Il prédit cependant que le nombre de sinistres va encore augmenter dans les années à venir, en partie parce que les entreprises doivent respecter des normes ESG strictes. À partir de 2024, ils doivent rendre compte avec précision de ce qu’ils font pour l’environnement et la société. Selon De Ruijter, les organismes de réclamation verront des opportunités de poursuivre les entreprises en justice sur la base de ces données. « Les sinistres massifs représentent donc un risque commercial majeur », dit-il.

En outre, selon le rapport de la CMS, les Pays-Bas constituent l’un des points chauds dans le domaine des questions fondamentales en matière de climat et d’environnement. Une affaire de Fossil Free Pays-Bas, dans laquelle KLM est accusée de prétendre être plus écologique qu’elle ne l’est en réalité, est surveillée « dans le monde entier » car elle pourrait être suivie dans d’autres pays si une décision était rendue en faveur de Fossil Free.

Le domaine juridique continue également à se développer dans d’autres domaines. Par exemple, les tribunaux d’Amsterdam et de La Haye ont statué différemment sur la question de savoir si des événements causant des dommages survenus avant le 15 novembre 2016, jour du dépôt du projet de loi Wamca, relèvent de la nouvelle loi s’ils ont continué à causer des dommages après cette date. Et la semaine dernière, un juge a décidé que les syndicats n’étaient pas autorisés à représenter les intérêts des travailleurs de la plateforme Temper flex, car certains d’entre eux avaient indiqué qu’ils ne se sentaient pas représentés. Un unique.
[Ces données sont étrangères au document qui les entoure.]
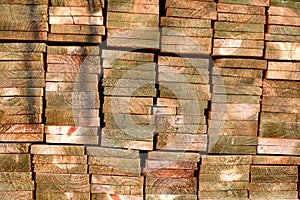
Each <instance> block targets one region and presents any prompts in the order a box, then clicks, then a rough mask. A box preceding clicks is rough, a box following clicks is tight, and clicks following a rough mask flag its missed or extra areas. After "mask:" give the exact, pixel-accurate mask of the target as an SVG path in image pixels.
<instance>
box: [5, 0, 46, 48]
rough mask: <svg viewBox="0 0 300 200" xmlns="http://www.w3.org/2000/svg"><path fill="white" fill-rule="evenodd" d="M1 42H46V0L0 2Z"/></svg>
mask: <svg viewBox="0 0 300 200" xmlns="http://www.w3.org/2000/svg"><path fill="white" fill-rule="evenodd" d="M0 13H1V24H0V39H1V40H16V41H17V40H19V41H20V40H31V41H35V42H36V41H46V40H47V32H48V0H33V1H22V0H17V1H1V2H0Z"/></svg>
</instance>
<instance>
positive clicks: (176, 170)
mask: <svg viewBox="0 0 300 200" xmlns="http://www.w3.org/2000/svg"><path fill="white" fill-rule="evenodd" d="M143 175H144V176H146V177H168V178H193V177H194V170H187V169H164V168H163V169H162V168H158V169H152V168H151V169H148V168H143Z"/></svg>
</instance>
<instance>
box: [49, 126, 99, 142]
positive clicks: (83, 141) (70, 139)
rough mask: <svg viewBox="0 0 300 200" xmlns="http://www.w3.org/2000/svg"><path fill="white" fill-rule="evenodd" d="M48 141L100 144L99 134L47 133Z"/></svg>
mask: <svg viewBox="0 0 300 200" xmlns="http://www.w3.org/2000/svg"><path fill="white" fill-rule="evenodd" d="M93 125H94V124H93ZM46 142H47V143H68V144H98V136H68V135H49V134H48V135H46Z"/></svg>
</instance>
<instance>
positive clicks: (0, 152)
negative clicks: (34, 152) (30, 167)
mask: <svg viewBox="0 0 300 200" xmlns="http://www.w3.org/2000/svg"><path fill="white" fill-rule="evenodd" d="M29 146H30V144H29V143H1V144H0V147H1V148H0V153H1V154H2V153H4V154H5V153H29Z"/></svg>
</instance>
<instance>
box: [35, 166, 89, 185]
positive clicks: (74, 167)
mask: <svg viewBox="0 0 300 200" xmlns="http://www.w3.org/2000/svg"><path fill="white" fill-rule="evenodd" d="M34 172H36V173H57V174H86V173H87V165H80V164H34ZM37 185H40V184H37ZM47 185H48V184H45V185H43V186H45V187H47ZM40 186H41V185H40ZM51 186H54V187H55V185H49V187H51ZM36 189H37V191H38V190H39V189H41V190H44V189H42V188H36ZM45 189H46V188H45ZM49 189H50V188H49Z"/></svg>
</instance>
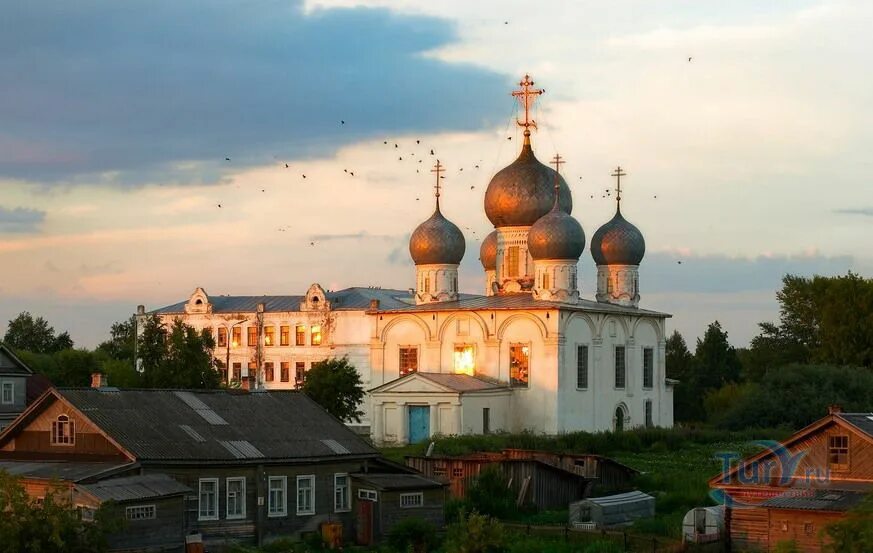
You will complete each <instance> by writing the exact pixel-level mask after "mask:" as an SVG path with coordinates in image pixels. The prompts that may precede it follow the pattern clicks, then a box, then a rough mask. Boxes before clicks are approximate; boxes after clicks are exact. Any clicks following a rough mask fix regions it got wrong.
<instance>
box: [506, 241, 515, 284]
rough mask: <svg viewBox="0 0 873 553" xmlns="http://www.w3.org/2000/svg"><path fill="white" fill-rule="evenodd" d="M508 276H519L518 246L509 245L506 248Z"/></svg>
mask: <svg viewBox="0 0 873 553" xmlns="http://www.w3.org/2000/svg"><path fill="white" fill-rule="evenodd" d="M506 276H509V277H517V276H518V246H509V247H508V248H507V249H506Z"/></svg>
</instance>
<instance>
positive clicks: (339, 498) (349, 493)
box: [333, 474, 352, 513]
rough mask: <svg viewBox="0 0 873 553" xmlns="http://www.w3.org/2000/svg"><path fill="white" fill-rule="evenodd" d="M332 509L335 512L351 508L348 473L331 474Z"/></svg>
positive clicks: (351, 509) (351, 503) (350, 497)
mask: <svg viewBox="0 0 873 553" xmlns="http://www.w3.org/2000/svg"><path fill="white" fill-rule="evenodd" d="M333 510H334V511H336V512H337V513H340V512H343V511H351V510H352V496H351V494H350V493H349V475H348V474H334V475H333Z"/></svg>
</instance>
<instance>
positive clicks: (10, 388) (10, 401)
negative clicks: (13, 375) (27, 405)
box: [0, 382, 15, 405]
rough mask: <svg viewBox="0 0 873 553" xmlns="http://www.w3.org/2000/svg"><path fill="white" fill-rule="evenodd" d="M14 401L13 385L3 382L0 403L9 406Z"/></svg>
mask: <svg viewBox="0 0 873 553" xmlns="http://www.w3.org/2000/svg"><path fill="white" fill-rule="evenodd" d="M14 401H15V383H14V382H4V383H3V387H2V392H0V403H2V404H3V405H10V404H12V403H13V402H14Z"/></svg>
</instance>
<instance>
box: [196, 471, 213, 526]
mask: <svg viewBox="0 0 873 553" xmlns="http://www.w3.org/2000/svg"><path fill="white" fill-rule="evenodd" d="M199 497H200V506H199V511H198V517H197V518H198V520H218V478H201V479H200V493H199Z"/></svg>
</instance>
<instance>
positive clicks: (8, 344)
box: [3, 311, 73, 353]
mask: <svg viewBox="0 0 873 553" xmlns="http://www.w3.org/2000/svg"><path fill="white" fill-rule="evenodd" d="M3 341H4V342H5V343H6V345H7V346H9V347H11V348H12V349H14V350H16V352H21V351H30V352H33V353H55V352H58V351H62V350H65V349H69V348H72V347H73V340H72V339H71V338H70V335H69V333H67V332H66V331H64V332H62V333H60V334H58V335H55V329H54V328H53V327H51V326H49V324H48V321H46V320H45V319H43V318H42V317H36V318H34V317H33V315H31V314H30V312H28V311H22V312H21V313H19V314H18V316H17V317H15V318H14V319H12V320H11V321H9V326H8V327H7V329H6V334H5V335H4V336H3Z"/></svg>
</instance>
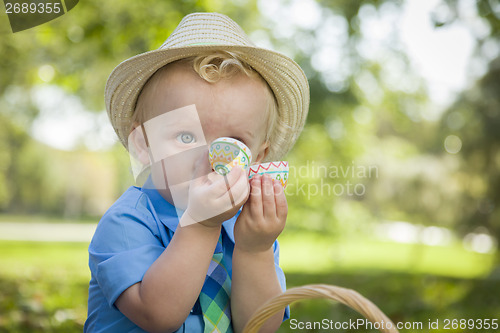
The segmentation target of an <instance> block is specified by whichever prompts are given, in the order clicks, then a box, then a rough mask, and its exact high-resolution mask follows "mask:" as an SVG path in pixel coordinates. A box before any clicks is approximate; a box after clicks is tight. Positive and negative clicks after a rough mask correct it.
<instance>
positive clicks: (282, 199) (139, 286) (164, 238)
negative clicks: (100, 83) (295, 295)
mask: <svg viewBox="0 0 500 333" xmlns="http://www.w3.org/2000/svg"><path fill="white" fill-rule="evenodd" d="M308 105H309V88H308V84H307V80H306V78H305V75H304V73H303V72H302V70H301V69H300V68H299V66H298V65H297V64H296V63H295V62H293V61H292V60H291V59H289V58H287V57H285V56H283V55H281V54H278V53H276V52H273V51H269V50H264V49H260V48H257V47H255V46H254V45H253V44H252V43H251V42H250V41H249V40H248V37H247V36H246V35H245V34H244V32H243V31H242V30H241V28H240V27H239V26H238V25H237V24H236V23H234V22H233V21H232V20H230V19H229V18H228V17H226V16H224V15H220V14H216V13H197V14H191V15H188V16H186V17H185V18H184V19H183V20H182V21H181V22H180V24H179V26H178V27H177V28H176V30H175V31H174V32H173V33H172V35H171V36H170V37H169V38H168V39H167V40H166V42H165V43H164V44H163V45H162V46H161V47H160V49H158V50H155V51H151V52H147V53H144V54H141V55H138V56H136V57H133V58H130V59H128V60H127V61H125V62H123V63H121V64H120V65H119V66H117V67H116V68H115V70H114V71H113V72H112V74H111V75H110V77H109V79H108V82H107V84H106V107H107V110H108V114H109V116H110V120H111V122H112V124H113V127H114V129H115V131H116V132H117V134H118V136H119V138H120V140H121V142H122V143H123V144H124V145H125V147H127V148H128V150H129V152H130V153H131V154H132V155H133V157H134V158H135V159H136V160H138V161H139V163H140V164H141V165H143V166H144V167H145V168H147V169H148V170H149V171H150V176H149V177H148V179H147V181H146V183H145V184H144V186H143V187H142V188H138V187H131V188H130V189H129V190H127V191H126V192H125V193H124V194H123V195H122V196H121V197H120V198H119V199H118V200H117V202H116V203H115V204H114V205H113V206H112V207H111V208H110V209H109V210H108V212H106V214H105V215H104V216H103V218H102V219H101V221H100V222H99V225H98V227H97V229H96V233H95V235H94V238H93V239H92V242H91V244H90V246H89V257H90V259H89V266H90V269H91V273H92V278H91V281H90V287H89V315H88V319H87V321H86V323H85V329H84V330H85V331H86V332H143V331H144V330H145V331H151V332H174V331H178V332H202V331H204V332H213V331H215V332H231V331H233V329H234V331H237V332H239V331H241V330H242V329H243V327H244V326H245V324H246V323H247V321H248V319H249V318H250V316H251V315H252V314H253V312H254V311H255V310H256V309H257V308H258V307H259V306H261V305H262V304H263V303H264V302H266V301H267V300H268V299H270V298H272V297H273V296H275V295H277V294H279V293H281V292H282V290H283V289H284V288H285V279H284V275H283V272H282V270H281V269H280V268H279V266H278V257H279V247H278V242H277V241H276V238H277V236H278V235H279V234H280V233H281V231H282V230H283V228H284V225H285V222H286V214H287V205H286V198H285V195H284V192H283V189H282V188H281V185H279V183H274V182H273V181H272V180H271V179H270V178H269V177H266V176H265V177H254V178H252V181H251V182H250V183H249V181H248V176H247V174H246V172H244V171H243V170H242V169H240V168H234V169H233V170H232V171H231V172H230V173H229V174H228V175H227V176H221V175H218V174H216V173H215V172H212V171H211V168H210V165H209V163H208V148H207V147H208V146H207V145H208V144H210V142H211V141H213V140H214V139H216V138H218V137H222V136H229V137H234V138H237V139H238V140H240V141H243V142H244V143H245V144H246V145H247V146H248V147H249V148H250V150H251V152H252V155H253V156H254V159H253V162H254V163H261V162H265V161H272V160H276V159H279V158H280V157H282V156H283V155H284V154H286V153H287V152H288V150H289V149H290V148H291V147H292V146H293V144H294V142H295V140H296V139H297V137H298V135H299V133H300V131H301V130H302V127H303V125H304V122H305V117H306V115H307V111H308ZM242 206H243V208H242V209H241V210H240V208H241V207H242ZM288 316H289V314H288V309H286V311H285V313H281V314H278V315H276V316H274V317H273V318H271V319H270V320H269V321H268V322H267V323H266V326H265V327H264V330H265V331H275V330H276V329H277V328H278V327H279V325H280V323H281V321H282V320H283V318H285V319H286V318H288Z"/></svg>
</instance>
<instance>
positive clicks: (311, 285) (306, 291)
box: [243, 284, 399, 333]
mask: <svg viewBox="0 0 500 333" xmlns="http://www.w3.org/2000/svg"><path fill="white" fill-rule="evenodd" d="M314 298H323V299H331V300H334V301H337V302H340V303H342V304H345V305H347V306H349V307H350V308H352V309H354V310H356V311H357V312H359V313H360V314H362V315H363V316H364V317H365V318H366V319H368V320H370V321H371V322H372V323H379V326H382V325H380V323H382V321H383V323H384V325H383V327H381V328H380V329H379V330H380V332H384V333H399V332H398V330H397V329H396V328H395V325H394V324H393V323H392V321H391V320H390V319H389V318H388V317H387V316H386V315H385V314H384V313H383V312H382V311H380V309H379V308H378V307H377V306H376V305H375V304H373V303H372V302H370V301H369V300H368V299H366V298H365V297H363V296H361V295H360V294H359V293H358V292H356V291H354V290H351V289H345V288H340V287H336V286H331V285H326V284H310V285H305V286H302V287H296V288H290V289H288V290H287V291H286V292H284V293H283V294H280V295H278V296H276V297H274V298H272V299H270V300H269V301H268V302H267V303H265V304H264V305H262V306H261V307H260V308H259V309H258V310H257V311H256V312H255V313H254V314H253V316H252V318H250V320H249V321H248V323H247V325H246V326H245V328H244V329H243V333H257V332H258V331H259V329H260V328H261V327H262V325H263V324H264V323H265V322H266V320H267V319H269V318H270V317H272V316H273V315H274V314H275V313H277V312H278V311H280V310H282V309H283V308H285V307H286V306H287V305H288V304H291V303H293V302H295V301H298V300H303V299H314ZM388 323H390V324H388ZM391 324H392V325H391ZM387 326H389V327H391V326H392V327H391V328H387ZM374 327H376V326H374Z"/></svg>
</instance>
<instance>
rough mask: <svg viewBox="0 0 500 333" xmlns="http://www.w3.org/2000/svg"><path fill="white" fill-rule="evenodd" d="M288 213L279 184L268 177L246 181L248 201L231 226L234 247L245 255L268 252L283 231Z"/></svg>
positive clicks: (276, 181) (267, 176)
mask: <svg viewBox="0 0 500 333" xmlns="http://www.w3.org/2000/svg"><path fill="white" fill-rule="evenodd" d="M287 213H288V205H287V202H286V197H285V192H284V190H283V187H282V186H281V184H280V183H279V182H277V181H273V180H272V179H271V177H269V176H268V175H264V176H263V177H262V176H260V175H255V176H254V177H253V178H252V179H251V180H250V198H249V199H248V201H247V203H246V204H245V206H243V210H242V212H241V214H240V216H239V217H238V220H237V221H236V225H235V226H234V238H235V246H236V247H237V248H238V249H239V250H241V251H246V252H263V251H267V250H269V249H270V248H271V247H272V245H273V243H274V241H275V240H276V238H277V237H278V235H279V234H280V233H281V231H283V228H284V227H285V223H286V216H287Z"/></svg>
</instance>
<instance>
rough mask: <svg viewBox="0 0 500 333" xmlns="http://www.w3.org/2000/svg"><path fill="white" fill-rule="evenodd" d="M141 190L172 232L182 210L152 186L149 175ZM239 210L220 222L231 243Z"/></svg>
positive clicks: (238, 214)
mask: <svg viewBox="0 0 500 333" xmlns="http://www.w3.org/2000/svg"><path fill="white" fill-rule="evenodd" d="M141 191H142V192H143V193H145V194H146V195H147V196H148V198H149V200H150V201H151V203H152V205H153V207H154V210H155V211H156V214H157V216H158V218H159V219H160V221H161V222H162V223H163V225H165V227H167V228H168V229H170V230H171V231H172V232H175V230H176V229H177V226H178V225H179V217H180V216H182V214H183V213H184V211H182V210H180V209H176V208H175V207H174V205H172V204H171V203H170V202H168V201H167V200H165V198H163V197H162V196H161V194H160V193H159V192H158V190H157V189H156V188H155V187H154V185H153V181H152V180H151V176H150V177H149V178H148V179H147V180H146V182H145V183H144V186H143V187H142V188H141ZM240 212H241V209H240V210H239V211H238V213H236V215H235V216H233V217H232V218H230V219H229V220H227V221H224V222H223V223H222V226H223V227H224V229H226V233H227V235H228V236H229V239H231V241H232V242H233V243H234V224H235V223H236V219H237V218H238V216H239V214H240Z"/></svg>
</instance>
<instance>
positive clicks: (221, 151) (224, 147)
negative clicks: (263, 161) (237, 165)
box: [208, 137, 252, 176]
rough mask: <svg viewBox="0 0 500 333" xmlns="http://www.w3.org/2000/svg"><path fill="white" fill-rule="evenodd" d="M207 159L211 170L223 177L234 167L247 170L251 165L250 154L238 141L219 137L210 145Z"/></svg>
mask: <svg viewBox="0 0 500 333" xmlns="http://www.w3.org/2000/svg"><path fill="white" fill-rule="evenodd" d="M208 158H209V160H210V165H211V166H212V169H213V170H214V171H215V172H217V173H218V174H220V175H223V176H224V175H227V174H228V173H229V172H230V171H231V169H232V168H233V167H235V166H236V165H239V166H240V167H241V168H242V169H243V170H247V169H248V166H249V165H250V163H252V152H251V151H250V148H248V147H247V146H246V145H245V144H244V143H243V142H241V141H239V140H236V139H233V138H229V137H221V138H218V139H215V140H214V141H213V142H212V144H211V145H210V150H209V155H208Z"/></svg>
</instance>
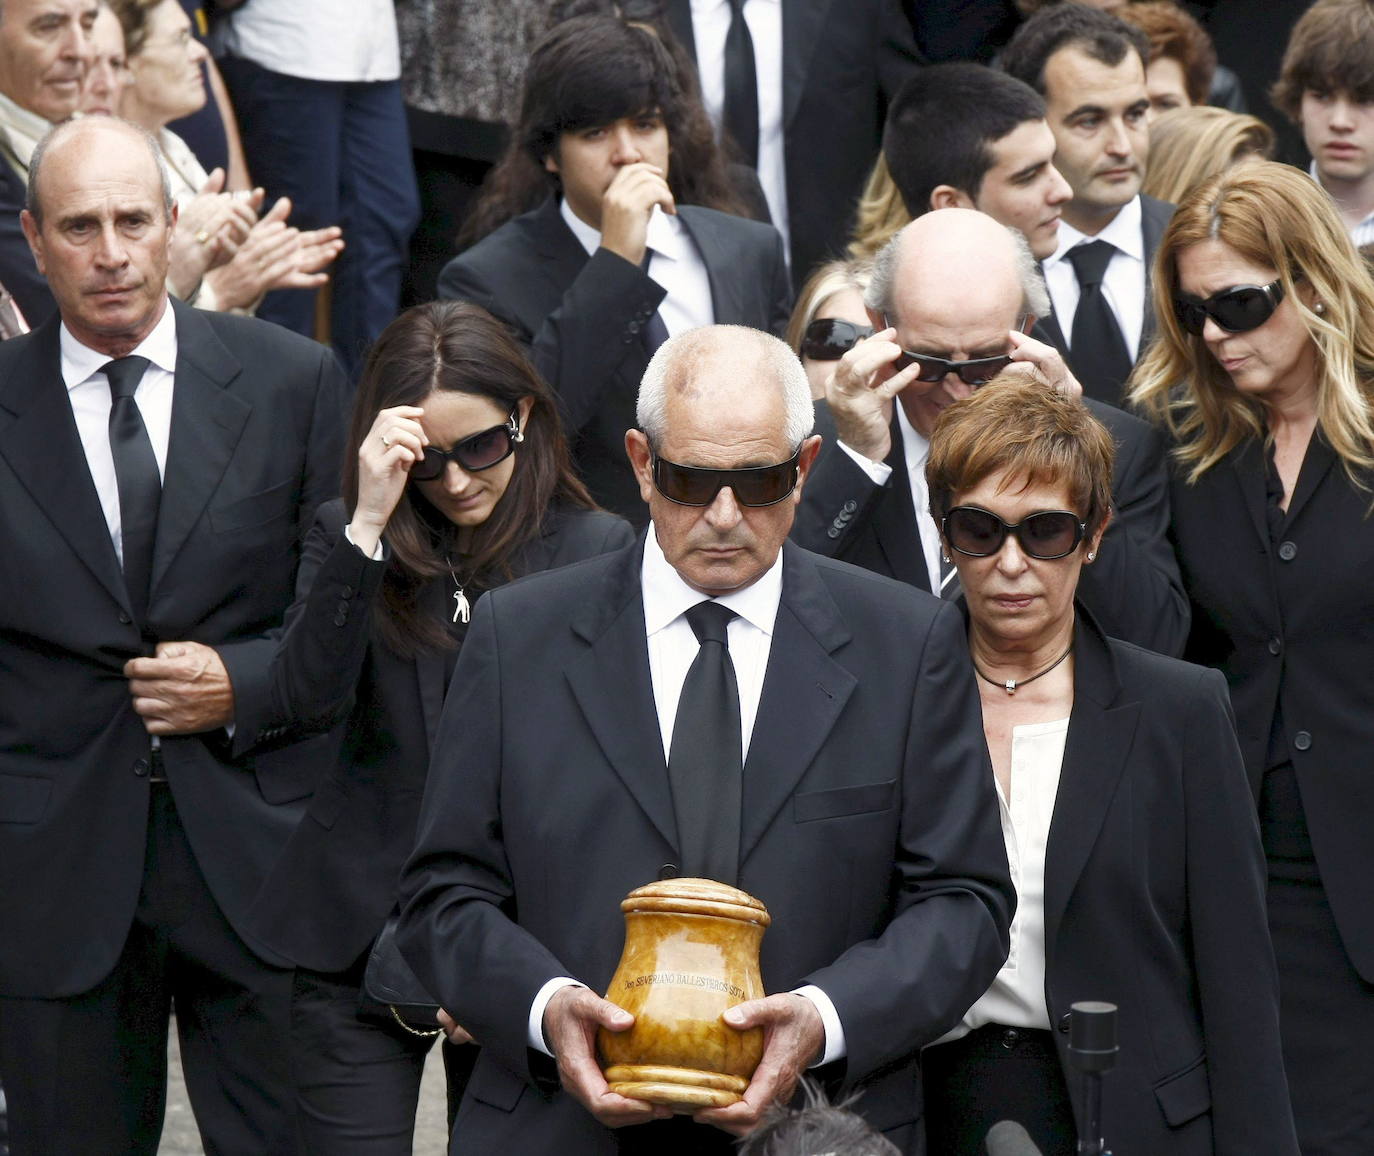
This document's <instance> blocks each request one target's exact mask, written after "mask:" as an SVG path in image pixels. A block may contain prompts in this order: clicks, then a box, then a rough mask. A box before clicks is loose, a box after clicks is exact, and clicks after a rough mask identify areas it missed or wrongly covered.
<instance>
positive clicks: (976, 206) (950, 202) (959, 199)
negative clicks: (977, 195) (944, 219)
mask: <svg viewBox="0 0 1374 1156" xmlns="http://www.w3.org/2000/svg"><path fill="white" fill-rule="evenodd" d="M930 208H932V209H976V208H978V206H977V205H974V203H973V198H971V197H970V195H969V194H967V192H965V191H963V190H962V188H955V187H954V186H952V184H937V186H936V187H934V188H933V190H930Z"/></svg>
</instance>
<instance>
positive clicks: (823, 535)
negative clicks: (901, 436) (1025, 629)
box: [791, 399, 1189, 654]
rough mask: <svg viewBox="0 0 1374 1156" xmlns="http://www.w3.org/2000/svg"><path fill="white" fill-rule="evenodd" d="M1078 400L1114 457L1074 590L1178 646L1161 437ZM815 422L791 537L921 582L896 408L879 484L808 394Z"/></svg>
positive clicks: (1174, 568)
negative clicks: (1093, 531)
mask: <svg viewBox="0 0 1374 1156" xmlns="http://www.w3.org/2000/svg"><path fill="white" fill-rule="evenodd" d="M1085 404H1087V407H1088V410H1090V411H1091V412H1092V416H1095V418H1096V419H1098V421H1099V422H1102V425H1105V426H1106V427H1107V432H1109V433H1110V434H1112V438H1113V441H1114V443H1116V463H1114V467H1113V473H1112V513H1113V518H1112V524H1110V525H1109V526H1107V532H1106V535H1105V536H1103V539H1102V548H1101V551H1099V553H1098V558H1096V561H1095V562H1094V564H1092V565H1091V566H1085V568H1084V569H1083V576H1081V579H1080V580H1079V597H1080V598H1081V599H1083V601H1084V603H1085V605H1087V606H1088V608H1090V609H1091V610H1092V613H1094V614H1096V616H1098V619H1099V620H1101V621H1102V624H1103V627H1105V628H1106V631H1107V632H1109V634H1110V635H1113V636H1116V638H1124V639H1127V641H1129V642H1135V643H1138V645H1139V646H1146V647H1149V649H1150V650H1158V652H1160V653H1164V654H1180V653H1182V652H1183V643H1184V641H1186V639H1187V632H1189V608H1187V598H1186V597H1184V594H1183V581H1182V579H1180V577H1179V566H1178V562H1176V561H1175V558H1173V548H1172V546H1171V544H1169V540H1168V531H1169V484H1168V471H1167V469H1165V462H1164V440H1162V438H1161V437H1160V434H1158V433H1157V432H1156V430H1154V429H1151V427H1150V426H1149V425H1146V423H1145V422H1142V421H1140V419H1139V418H1135V416H1132V415H1131V414H1127V412H1124V411H1121V410H1117V408H1114V407H1112V405H1103V404H1102V403H1099V401H1092V400H1091V399H1088V400H1087V401H1085ZM816 432H818V433H820V434H822V436H823V437H824V445H823V447H822V451H820V456H819V458H818V459H816V465H815V466H813V467H812V470H811V476H809V477H808V478H807V487H805V489H804V491H802V496H801V506H800V509H798V511H797V521H796V524H794V525H793V531H791V536H793V539H794V540H796V542H800V543H801V544H802V546H805V547H807V548H808V550H815V551H816V553H818V554H829V555H831V557H834V558H844V559H845V561H846V562H853V564H855V565H857V566H863V568H864V569H868V570H875V572H877V573H879V575H888V576H889V577H894V579H900V580H901V581H905V583H911V584H912V586H918V587H921V588H922V590H929V588H930V580H929V577H927V575H926V559H925V555H923V554H922V550H921V540H919V536H918V532H916V510H915V504H914V502H912V498H911V485H910V481H908V477H907V459H905V451H904V448H903V443H901V430H900V426H899V422H897V418H896V415H893V419H892V449H890V451H889V454H888V459H886V462H888V465H889V466H892V477H889V478H888V482H886V484H885V485H875V484H874V481H872V478H870V477H868V474H866V473H864V471H863V470H861V469H860V467H859V465H857V463H856V462H855V460H853V458H851V456H849V455H848V454H846V452H845V451H844V449H842V448H841V447H840V443H838V438H837V437H835V426H834V419H833V418H831V415H830V408H829V407H827V405H826V404H824V403H823V401H822V403H818V404H816Z"/></svg>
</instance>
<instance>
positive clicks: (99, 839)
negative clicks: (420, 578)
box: [0, 302, 348, 998]
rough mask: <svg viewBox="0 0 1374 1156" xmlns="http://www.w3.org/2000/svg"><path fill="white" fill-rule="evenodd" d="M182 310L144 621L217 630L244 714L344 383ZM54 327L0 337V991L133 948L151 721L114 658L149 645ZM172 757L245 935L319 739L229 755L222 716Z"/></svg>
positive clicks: (290, 357)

Selon De Monchy, ce développement constant de la jurisprudence signifie que l’avenir montrera si les Pays-Bas deviendront réellement un paradis pour les réclamations. « La nouvelle loi peut apporter beaucoup de bien. Bien qu’il ait veillé à ce que davantage d’investisseurs opportunistes soient actifs, le tribunal examine la question d’un œil critique.» De Ruijter partage cet avis : « L’intention du législateur était de créer un système équilibré. Cela semble également se produire. Le domaine juridique mûrit aux Pays-Bas.»